Quick Start

Quick Start #

This document provides a quick introduction to using Flink ML. Readers of this document will be guided to submit a simple Flink job that trains a Machine Learning Model and uses it to provide prediction service.

Help, I’m Stuck! #

If you get stuck, check out the community support resources. In particular, Apache Flink’s user mailing list is consistently ranked as one of the most active of any Apache project and a great way to get help quickly.

Prerequisites #

Make sure Java 8 or a higher version has been installed in your local machine. To check the Java version installed, type in your terminal:

$ java -version

Download 1.15 or a higher version of Flink, then extract the archive:

$ tar -xzf flink-*.tgz

After having downloaded Flink, please register $FLINK_HOME as an environment variable into your local environment.

cd ${path_to_flink}
export FLINK_HOME=`pwd`

You need to copy Flink ML’s library files to Flink’s folder for proper initialization.

Please download the correponding binary release of Flink ML, then extract the archive:

tar -xzf flink-ml-*.tgz

Then you may copy the extracted library files to Flink’s folder with the following commands.

cd ${path_to_flink_ml}
cp ./lib/*.jar $FLINK_HOME/lib/

Please start a Flink standalone cluster in your local environment with the following command.

$FLINK_HOME/bin/start-cluster.sh

You should be able to navigate to the web UI at localhost:8081 to view the Flink dashboard and see that the cluster is up and running.

Then you may submit Flink ML examples to the cluster as follows.

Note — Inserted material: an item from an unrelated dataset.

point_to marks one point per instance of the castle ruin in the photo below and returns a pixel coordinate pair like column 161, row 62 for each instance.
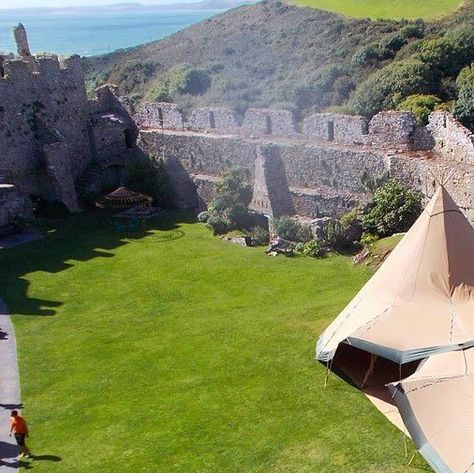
column 322, row 166
column 50, row 132
column 57, row 144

$FLINK_HOME/bin/flink run -c org.apache.flink.ml.examples.clustering.KMeansExample $FLINK_HOME/lib/flink-ml-examples*.jar

The command above would submit and execute Flink ML’s KMeansExample job. There are also example jobs for other Flink ML algorithms, and you can find them in flink-ml-examples module.

A sample output in your terminal is as follows.

Features: [9.0, 0.0]    Cluster ID: 1
Features: [0.3, 0.0]    Cluster ID: 0
Features: [0.0, 0.3]    Cluster ID: 0
Features: [9.6, 0.0]    Cluster ID: 1
Features: [0.0, 0.0]    Cluster ID: 0
Features: [9.0, 0.6]    Cluster ID: 1

Now you have successfully run a Flink ML job.